Q&A: Growing Links Between Cardiovascular Health and Risk of Complications from COVID-19

Every hour of every day, researchers learn more about the novel coronavirus and how it attacks the body. Alongside significant attention spotlighting the need for more ventilators to help keep patients breathing while they fight the disease, a growing body of knowledge now links COVID-19 and cardiovascular illness, including a heightened risk of COVID-19 patients dying from cardiac arrest.

“Better understanding how the coronavirus may impact the heart may save hundreds of thousands of lives,” said Loni Tabb, PhD, an associate professor in the Dornsife School of Public Health. “Considering the widely documented racial disparities in heart health among other areas exposed by this pandemic, we have a tremendous opportunity to close these gaps, and better direct national resources to communities that need it most in the fight against this devasting pandemic.”

Tabb and colleagues recently published a paper in Journal of the American Heart Association exploring the geographic hotspots of racial disparities in cardiovascular health among blacks and whites across the United States.

As lead author on the research, Tabb shares how better understanding where these concentrations of cardiovascular health problems are may reduce existing racial disparities and improve health for all in the fight against COVID-19. Cardiovascular disease is the number one cause of death in the United States.

A March JAMA study from researchers in China of 416 hospitalized COVID-19 patients found that nearly one in five exhibited heart damage.
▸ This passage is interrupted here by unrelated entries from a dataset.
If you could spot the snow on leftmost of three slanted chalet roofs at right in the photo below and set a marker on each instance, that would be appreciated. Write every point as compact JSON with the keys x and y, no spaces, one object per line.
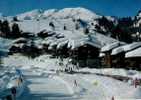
{"x":109,"y":47}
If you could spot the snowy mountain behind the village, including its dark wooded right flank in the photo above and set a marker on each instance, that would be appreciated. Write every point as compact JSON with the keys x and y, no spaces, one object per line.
{"x":81,"y":18}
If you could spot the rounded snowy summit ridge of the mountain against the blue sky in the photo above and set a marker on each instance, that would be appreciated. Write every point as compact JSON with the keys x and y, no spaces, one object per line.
{"x":76,"y":13}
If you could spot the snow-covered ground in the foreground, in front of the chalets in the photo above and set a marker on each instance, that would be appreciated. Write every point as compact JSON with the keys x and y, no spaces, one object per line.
{"x":45,"y":83}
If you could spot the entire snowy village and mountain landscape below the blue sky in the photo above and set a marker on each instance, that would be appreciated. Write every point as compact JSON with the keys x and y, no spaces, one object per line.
{"x":70,"y":54}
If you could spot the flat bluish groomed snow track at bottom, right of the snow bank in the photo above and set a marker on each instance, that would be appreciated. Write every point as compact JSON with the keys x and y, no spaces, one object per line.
{"x":46,"y":88}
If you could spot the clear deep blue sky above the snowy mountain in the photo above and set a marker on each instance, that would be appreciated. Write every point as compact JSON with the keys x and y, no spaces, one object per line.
{"x":120,"y":8}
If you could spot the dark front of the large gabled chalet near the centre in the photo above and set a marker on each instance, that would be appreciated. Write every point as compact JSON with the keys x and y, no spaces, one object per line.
{"x":86,"y":55}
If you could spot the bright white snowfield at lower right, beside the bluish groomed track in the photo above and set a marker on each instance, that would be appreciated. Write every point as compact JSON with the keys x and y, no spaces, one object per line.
{"x":102,"y":88}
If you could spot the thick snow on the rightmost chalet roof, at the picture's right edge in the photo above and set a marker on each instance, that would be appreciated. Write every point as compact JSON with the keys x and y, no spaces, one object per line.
{"x":134,"y":53}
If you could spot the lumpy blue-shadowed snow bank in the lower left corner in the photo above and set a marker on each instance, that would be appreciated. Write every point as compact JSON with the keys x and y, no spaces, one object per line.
{"x":9,"y":79}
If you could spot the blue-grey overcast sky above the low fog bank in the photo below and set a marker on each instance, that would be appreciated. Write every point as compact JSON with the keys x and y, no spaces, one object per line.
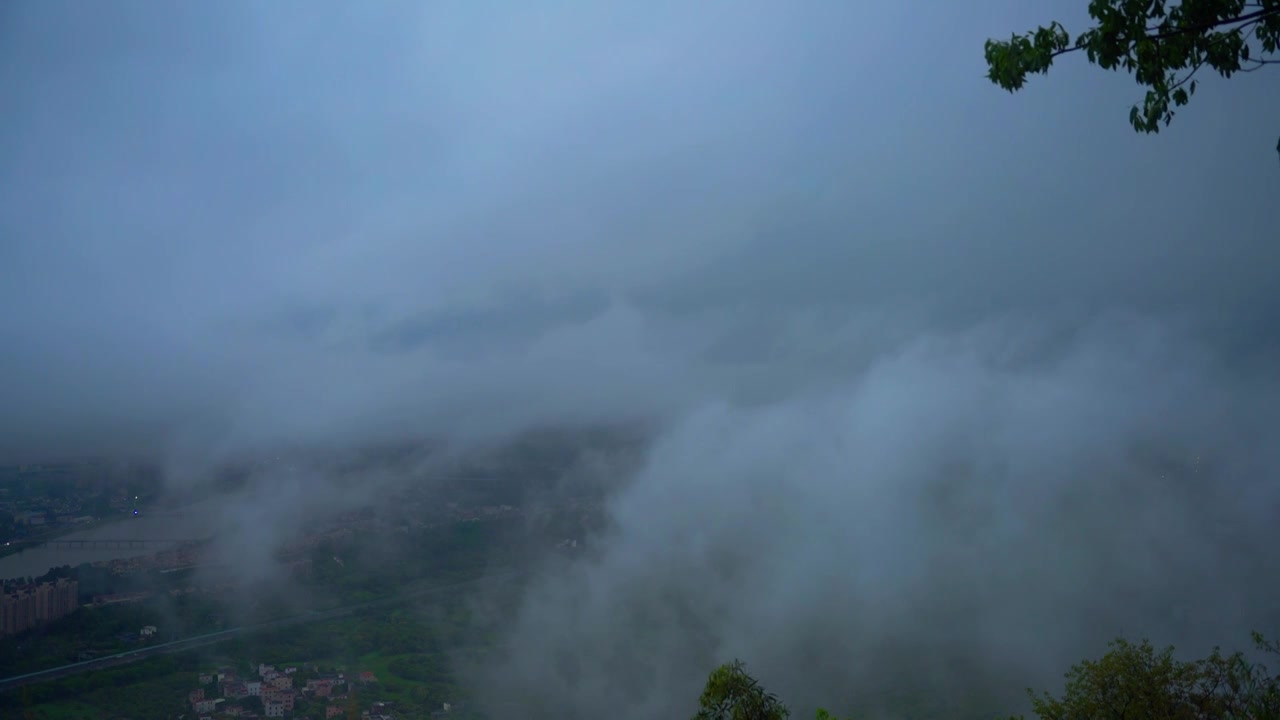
{"x":245,"y":221}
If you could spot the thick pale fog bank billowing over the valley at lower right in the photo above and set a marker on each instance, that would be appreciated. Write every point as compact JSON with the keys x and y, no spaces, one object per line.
{"x":952,"y":526}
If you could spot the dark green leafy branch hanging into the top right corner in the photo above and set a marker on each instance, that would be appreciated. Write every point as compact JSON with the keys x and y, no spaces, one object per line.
{"x":1163,"y":44}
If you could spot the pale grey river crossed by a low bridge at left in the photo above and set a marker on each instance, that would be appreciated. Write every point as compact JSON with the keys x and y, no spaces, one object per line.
{"x":193,"y":525}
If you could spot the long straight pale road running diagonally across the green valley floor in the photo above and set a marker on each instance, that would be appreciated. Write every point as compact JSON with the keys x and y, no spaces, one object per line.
{"x":222,"y":636}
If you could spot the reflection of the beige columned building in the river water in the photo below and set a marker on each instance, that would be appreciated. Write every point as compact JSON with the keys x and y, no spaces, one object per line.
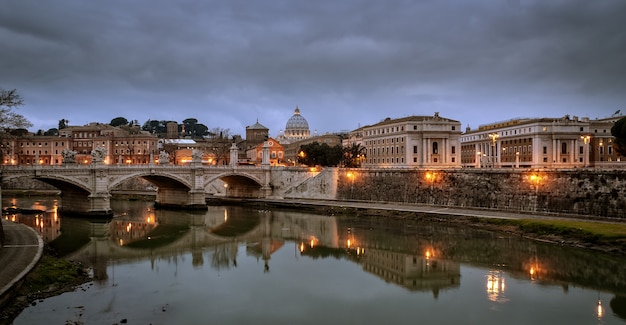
{"x":412,"y":271}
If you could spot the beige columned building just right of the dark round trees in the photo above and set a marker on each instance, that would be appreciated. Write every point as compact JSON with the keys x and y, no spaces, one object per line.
{"x":414,"y":141}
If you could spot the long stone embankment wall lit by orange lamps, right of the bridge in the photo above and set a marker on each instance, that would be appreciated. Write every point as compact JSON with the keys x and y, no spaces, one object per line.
{"x":595,"y":193}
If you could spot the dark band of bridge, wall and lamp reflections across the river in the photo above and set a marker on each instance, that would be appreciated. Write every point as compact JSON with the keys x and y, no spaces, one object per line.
{"x":412,"y":256}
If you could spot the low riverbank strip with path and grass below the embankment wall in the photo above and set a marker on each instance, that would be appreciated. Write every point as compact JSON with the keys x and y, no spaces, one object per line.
{"x":585,"y":232}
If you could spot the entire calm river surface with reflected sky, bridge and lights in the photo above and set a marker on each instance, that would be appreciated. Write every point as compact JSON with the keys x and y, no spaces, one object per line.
{"x":234,"y":265}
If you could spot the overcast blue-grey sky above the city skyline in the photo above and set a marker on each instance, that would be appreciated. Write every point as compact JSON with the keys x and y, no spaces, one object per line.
{"x":344,"y":63}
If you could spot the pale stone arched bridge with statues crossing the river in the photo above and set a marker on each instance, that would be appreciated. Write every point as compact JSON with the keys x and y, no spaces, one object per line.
{"x":86,"y":189}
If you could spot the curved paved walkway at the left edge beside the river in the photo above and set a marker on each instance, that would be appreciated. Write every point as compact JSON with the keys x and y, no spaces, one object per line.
{"x":20,"y":253}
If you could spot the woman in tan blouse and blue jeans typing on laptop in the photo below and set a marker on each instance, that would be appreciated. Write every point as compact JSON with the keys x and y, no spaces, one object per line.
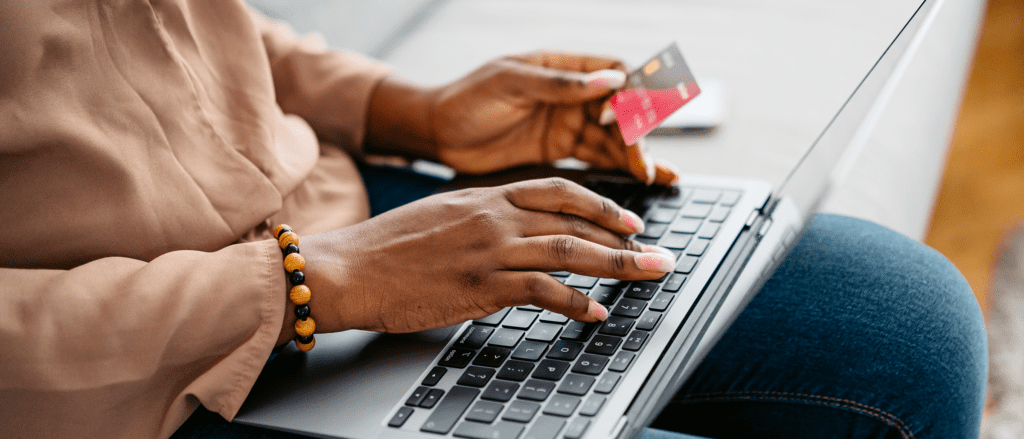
{"x":151,"y":149}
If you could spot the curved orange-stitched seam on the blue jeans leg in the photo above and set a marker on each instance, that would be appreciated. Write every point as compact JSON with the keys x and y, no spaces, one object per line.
{"x":873,"y":412}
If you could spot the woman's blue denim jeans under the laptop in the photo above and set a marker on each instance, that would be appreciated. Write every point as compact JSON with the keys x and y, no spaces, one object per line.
{"x":862,"y":333}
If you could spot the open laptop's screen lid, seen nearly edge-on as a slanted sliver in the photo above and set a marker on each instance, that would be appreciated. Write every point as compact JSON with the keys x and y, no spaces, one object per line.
{"x":831,"y":156}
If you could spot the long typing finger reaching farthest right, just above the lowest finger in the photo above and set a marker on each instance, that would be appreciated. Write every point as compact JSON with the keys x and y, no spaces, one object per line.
{"x":567,"y":253}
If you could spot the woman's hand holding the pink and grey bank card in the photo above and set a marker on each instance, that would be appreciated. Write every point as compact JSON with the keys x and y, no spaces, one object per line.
{"x":524,"y":110}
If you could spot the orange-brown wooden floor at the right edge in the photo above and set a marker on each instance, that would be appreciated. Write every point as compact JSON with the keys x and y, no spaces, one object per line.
{"x":983,"y":197}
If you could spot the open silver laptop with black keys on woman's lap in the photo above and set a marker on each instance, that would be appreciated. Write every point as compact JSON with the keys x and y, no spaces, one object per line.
{"x":530,"y":374}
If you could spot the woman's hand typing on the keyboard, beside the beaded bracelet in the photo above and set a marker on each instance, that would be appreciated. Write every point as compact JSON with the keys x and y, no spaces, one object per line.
{"x":465,"y":255}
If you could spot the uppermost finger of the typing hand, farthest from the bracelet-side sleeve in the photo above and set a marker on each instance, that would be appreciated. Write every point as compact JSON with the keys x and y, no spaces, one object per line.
{"x":562,"y":196}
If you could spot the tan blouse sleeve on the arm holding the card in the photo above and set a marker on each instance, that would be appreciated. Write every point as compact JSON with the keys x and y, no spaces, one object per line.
{"x":329,"y":90}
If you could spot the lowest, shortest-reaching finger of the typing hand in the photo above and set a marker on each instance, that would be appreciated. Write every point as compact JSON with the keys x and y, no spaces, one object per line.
{"x":544,"y":291}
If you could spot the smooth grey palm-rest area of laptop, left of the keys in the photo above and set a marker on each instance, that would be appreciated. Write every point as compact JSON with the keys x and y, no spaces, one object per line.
{"x":346,"y":386}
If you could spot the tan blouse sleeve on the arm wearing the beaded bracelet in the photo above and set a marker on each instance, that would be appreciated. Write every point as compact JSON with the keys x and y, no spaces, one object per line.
{"x":121,"y":348}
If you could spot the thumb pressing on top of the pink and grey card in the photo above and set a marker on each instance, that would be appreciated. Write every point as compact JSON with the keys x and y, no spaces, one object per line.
{"x":557,"y":86}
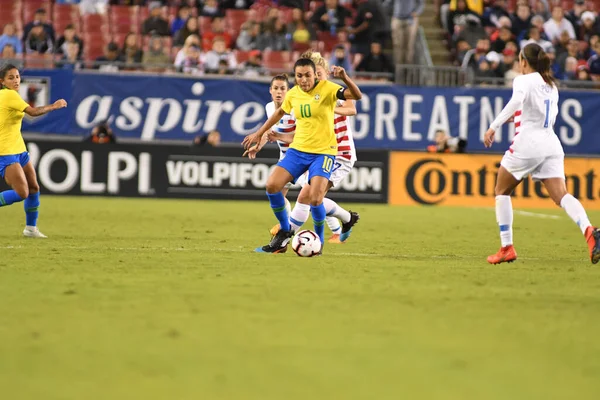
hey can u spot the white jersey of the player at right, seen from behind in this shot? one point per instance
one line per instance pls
(534, 105)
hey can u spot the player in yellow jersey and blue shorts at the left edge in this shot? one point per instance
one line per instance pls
(15, 166)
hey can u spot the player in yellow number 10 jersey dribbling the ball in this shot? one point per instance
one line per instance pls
(314, 147)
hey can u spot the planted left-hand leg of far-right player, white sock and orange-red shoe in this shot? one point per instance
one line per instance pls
(505, 185)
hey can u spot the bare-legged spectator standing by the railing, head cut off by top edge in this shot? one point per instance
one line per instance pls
(405, 25)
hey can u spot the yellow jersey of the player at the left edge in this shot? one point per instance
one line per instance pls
(12, 108)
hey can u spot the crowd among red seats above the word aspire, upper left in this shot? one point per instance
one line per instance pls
(248, 37)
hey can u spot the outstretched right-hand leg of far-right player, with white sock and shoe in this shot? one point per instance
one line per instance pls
(558, 193)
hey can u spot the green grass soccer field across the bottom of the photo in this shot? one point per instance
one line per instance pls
(164, 299)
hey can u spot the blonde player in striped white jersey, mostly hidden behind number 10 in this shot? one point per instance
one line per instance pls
(344, 161)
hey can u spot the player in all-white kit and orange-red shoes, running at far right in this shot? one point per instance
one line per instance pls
(536, 150)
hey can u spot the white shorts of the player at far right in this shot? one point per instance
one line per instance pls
(540, 168)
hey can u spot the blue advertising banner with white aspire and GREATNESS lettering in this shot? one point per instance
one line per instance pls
(389, 116)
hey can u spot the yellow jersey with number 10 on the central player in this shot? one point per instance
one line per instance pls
(314, 117)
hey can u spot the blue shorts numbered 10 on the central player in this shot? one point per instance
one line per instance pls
(297, 163)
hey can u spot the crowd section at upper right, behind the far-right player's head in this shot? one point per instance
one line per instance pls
(487, 35)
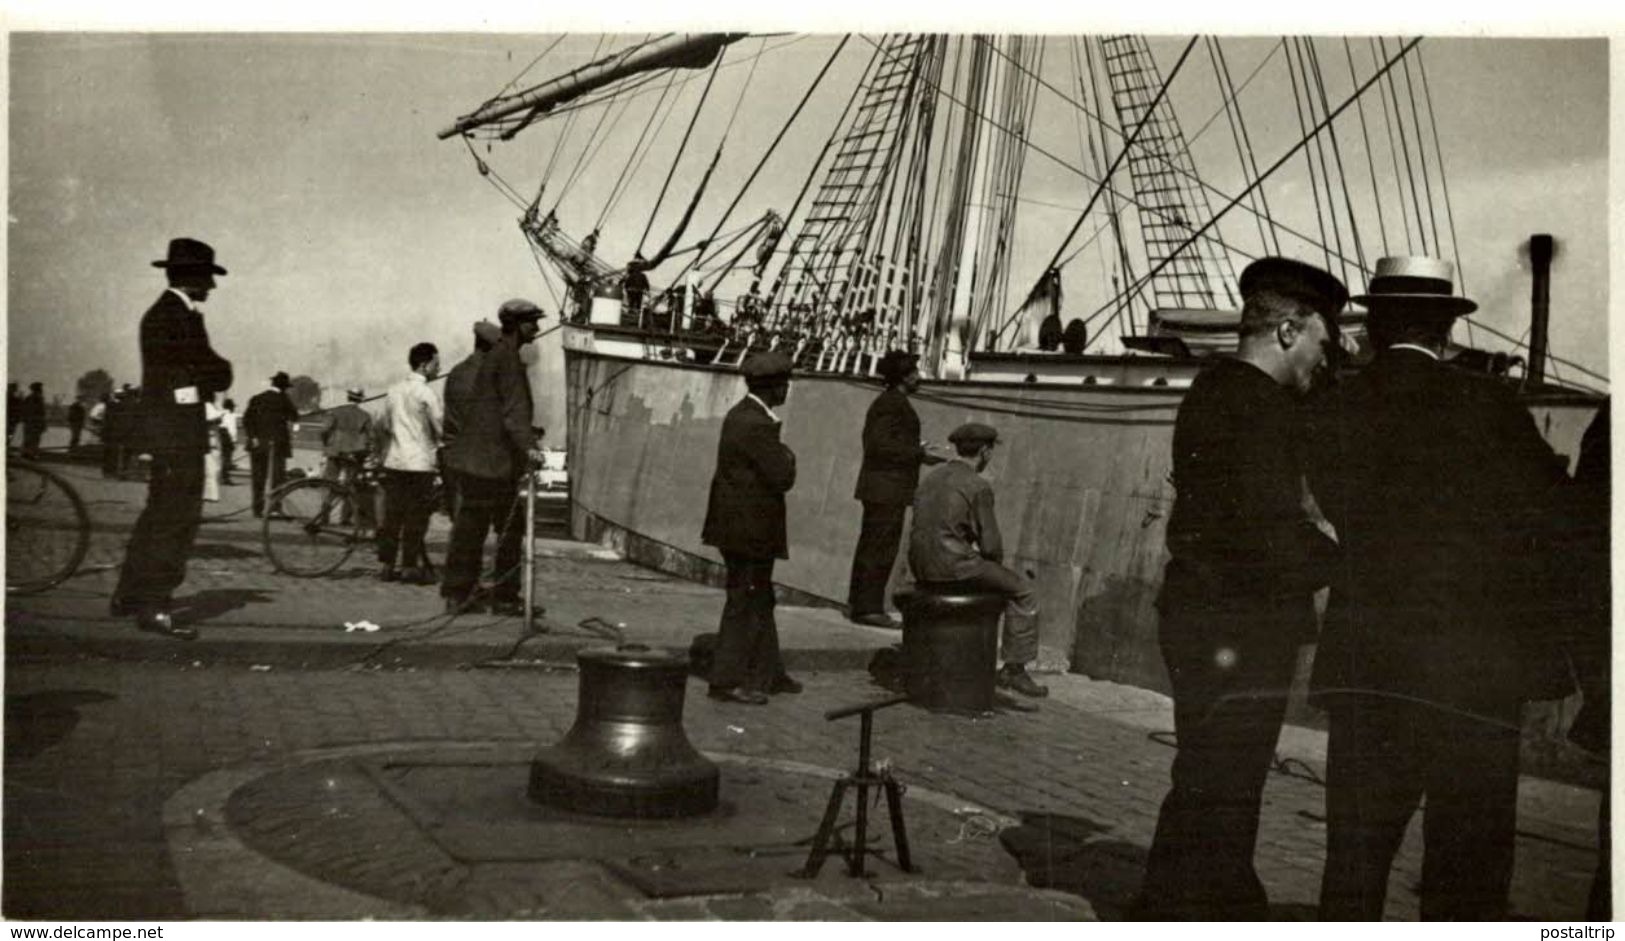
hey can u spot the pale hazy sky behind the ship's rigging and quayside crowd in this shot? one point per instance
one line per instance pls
(311, 163)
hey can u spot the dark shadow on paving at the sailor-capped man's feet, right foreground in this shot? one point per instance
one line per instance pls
(1065, 852)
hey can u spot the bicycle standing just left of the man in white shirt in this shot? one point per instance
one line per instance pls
(313, 526)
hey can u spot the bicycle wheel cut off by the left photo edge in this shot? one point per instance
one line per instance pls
(48, 531)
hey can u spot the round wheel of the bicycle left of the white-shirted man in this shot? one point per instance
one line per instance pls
(311, 527)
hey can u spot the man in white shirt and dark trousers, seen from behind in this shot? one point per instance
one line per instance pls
(410, 430)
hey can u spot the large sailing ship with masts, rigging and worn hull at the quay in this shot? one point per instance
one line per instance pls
(908, 225)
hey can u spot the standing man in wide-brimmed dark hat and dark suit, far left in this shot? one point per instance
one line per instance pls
(178, 371)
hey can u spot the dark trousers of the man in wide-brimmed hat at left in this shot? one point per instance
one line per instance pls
(155, 562)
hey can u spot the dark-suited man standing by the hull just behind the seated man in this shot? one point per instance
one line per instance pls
(893, 454)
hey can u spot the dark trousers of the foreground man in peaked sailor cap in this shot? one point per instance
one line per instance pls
(1226, 722)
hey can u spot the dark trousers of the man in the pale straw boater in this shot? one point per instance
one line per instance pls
(1382, 758)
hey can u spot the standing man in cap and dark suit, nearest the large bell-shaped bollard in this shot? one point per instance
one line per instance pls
(745, 521)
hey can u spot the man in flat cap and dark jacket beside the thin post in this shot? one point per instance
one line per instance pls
(488, 425)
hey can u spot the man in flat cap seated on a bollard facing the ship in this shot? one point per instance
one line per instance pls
(956, 542)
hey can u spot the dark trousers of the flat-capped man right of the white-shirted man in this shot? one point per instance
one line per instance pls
(483, 506)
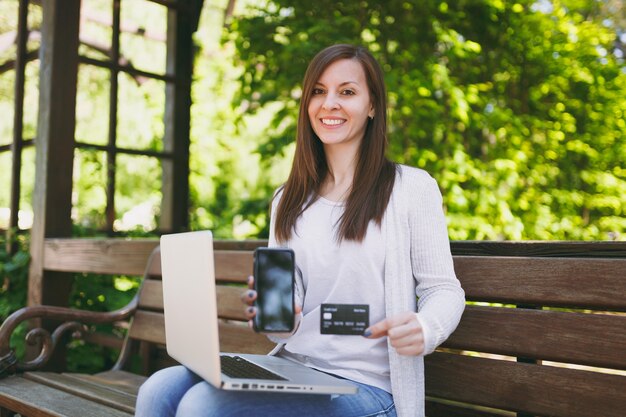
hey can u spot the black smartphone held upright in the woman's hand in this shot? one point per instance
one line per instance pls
(274, 281)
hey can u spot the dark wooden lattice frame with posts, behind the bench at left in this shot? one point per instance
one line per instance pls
(56, 143)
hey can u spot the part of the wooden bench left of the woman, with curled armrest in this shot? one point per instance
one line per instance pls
(113, 393)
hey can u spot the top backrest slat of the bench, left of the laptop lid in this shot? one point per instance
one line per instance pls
(100, 256)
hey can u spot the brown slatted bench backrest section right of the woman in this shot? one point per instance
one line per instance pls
(541, 336)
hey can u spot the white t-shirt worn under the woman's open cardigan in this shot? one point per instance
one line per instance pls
(339, 273)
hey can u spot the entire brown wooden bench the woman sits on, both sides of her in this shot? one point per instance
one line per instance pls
(544, 333)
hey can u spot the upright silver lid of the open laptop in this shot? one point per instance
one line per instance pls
(189, 300)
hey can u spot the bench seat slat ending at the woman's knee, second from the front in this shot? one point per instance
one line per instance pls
(89, 390)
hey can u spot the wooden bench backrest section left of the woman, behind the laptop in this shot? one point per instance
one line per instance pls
(233, 264)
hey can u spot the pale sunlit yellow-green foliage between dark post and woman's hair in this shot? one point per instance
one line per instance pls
(229, 183)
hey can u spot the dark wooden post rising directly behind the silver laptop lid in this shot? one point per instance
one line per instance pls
(175, 204)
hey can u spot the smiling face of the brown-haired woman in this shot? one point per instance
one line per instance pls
(340, 104)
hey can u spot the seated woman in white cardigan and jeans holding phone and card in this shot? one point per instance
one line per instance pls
(365, 231)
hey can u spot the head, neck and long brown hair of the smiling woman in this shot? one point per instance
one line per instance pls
(343, 83)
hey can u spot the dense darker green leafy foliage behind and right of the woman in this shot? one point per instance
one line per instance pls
(517, 109)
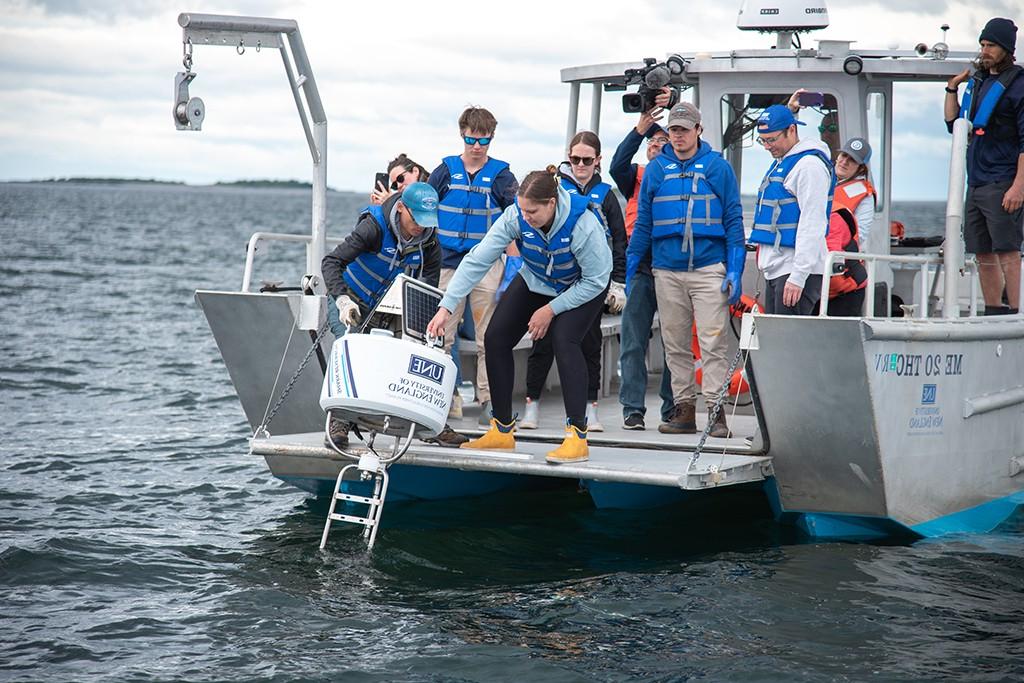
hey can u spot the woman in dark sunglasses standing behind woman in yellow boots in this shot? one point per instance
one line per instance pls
(581, 176)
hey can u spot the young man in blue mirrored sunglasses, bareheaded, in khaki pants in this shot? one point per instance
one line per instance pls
(475, 190)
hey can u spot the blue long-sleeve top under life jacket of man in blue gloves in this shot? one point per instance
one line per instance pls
(670, 253)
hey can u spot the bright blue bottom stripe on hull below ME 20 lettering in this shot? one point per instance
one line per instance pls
(979, 520)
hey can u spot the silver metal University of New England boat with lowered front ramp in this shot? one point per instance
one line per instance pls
(931, 441)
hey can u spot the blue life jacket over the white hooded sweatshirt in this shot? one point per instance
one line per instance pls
(777, 214)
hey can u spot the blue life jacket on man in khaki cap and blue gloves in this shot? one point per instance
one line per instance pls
(686, 206)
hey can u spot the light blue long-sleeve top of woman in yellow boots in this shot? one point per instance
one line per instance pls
(589, 246)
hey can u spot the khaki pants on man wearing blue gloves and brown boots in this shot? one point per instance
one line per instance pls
(684, 296)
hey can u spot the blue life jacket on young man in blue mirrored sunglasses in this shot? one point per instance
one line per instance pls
(467, 210)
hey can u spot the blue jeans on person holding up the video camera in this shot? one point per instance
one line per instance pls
(637, 320)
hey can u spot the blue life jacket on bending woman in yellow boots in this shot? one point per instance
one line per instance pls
(552, 260)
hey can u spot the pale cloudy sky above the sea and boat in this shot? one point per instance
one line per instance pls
(88, 86)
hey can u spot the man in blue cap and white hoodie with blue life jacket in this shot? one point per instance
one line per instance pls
(792, 215)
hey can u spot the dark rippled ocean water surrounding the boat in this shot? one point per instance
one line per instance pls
(140, 542)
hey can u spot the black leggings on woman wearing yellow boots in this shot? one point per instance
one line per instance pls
(567, 333)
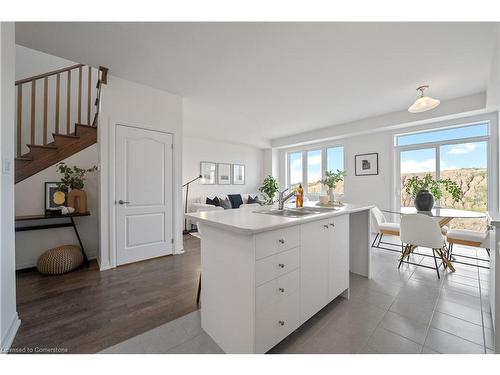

Also, heart damage significantly increased risk of death. Fifty one percent of patients with heart damage died, compared to only 4.5 percent of COVID patients who did not have heart damage. Is this pandemic a wakeup call for us all to take heart health much more seriously?

I do think this pandemic is a wake-up call for a number of reasons. Ideal cardiovascular health has always been an issue for this country, and with cardiovascular disease being one of the leading causes of death here in the U.S., we as a country need to do better at addressing this public health crisis. With COVID-19, and the related risk factors of contracting the disease and potentially dying from it, the leading risk factors are also critically tied to cardiovascular health: diabetes, heart disease, obesity and smoking.

So much attention has been given to cardiovascular health (CVH) in the so called “stroke belt states,” in the Southeastern United States, but your team found high levels of disparities in CVH in other areas of the United States as well.

Our study looked at the entire U.S. as it relates to racial disparities in CVH – specifically between blacks and whites. While the Stroke Belt is commonly known to have larger incidences of stroke, we also found pockets of the country outside of the Stroke Belt that showed poor CVH and larger disparities in CVH between blacks and whites – some of these areas did include the northeast portion of the country and also near the Great Lakes.

Do your findings parallel with racial disparities in deaths from COVID-19?

While New York has been significantly hit the hardest with COVID-19 related infections and deaths, other states, like Louisiana (which is in the Stroke Belt) and Illinois (in the Great Lakes region of the country) are also among the top states with cases. Policy makers need to take a strong look at the ties of risk factors related to COVID-19, and how these factors are disproportionately impacting racial/ethnic groups across the country, but also, how these factors vary depending on your geographic location in this country. While individual level characteristics matter and impact health outcomes, where you live, work, play and worship all have additional impacts on health outcomes. 


Why did you look broadly at cardiovascular health, including behavioral factors and biological factors contributing to health, as opposed to just looking strictly at cardiovascular disease (CVD)?

Looking broadly at CVH as opposed to the presence or absence of CVD is an advantage in this study. CVH is more encompassing of both biological and behavioral risk factors, which can then be targeted so as to reduce the burden of CVD in this country. The biological risk factors include the following: (1) manage blood pressure; (2) control cholesterol; and (3) reduce blood sugar. The behavioral risk factors include the following: (1) get active, (2) eat better; (3) lose weight; and (4) stop smoking.  

We should all work on these risk factors long after this pandemic ends.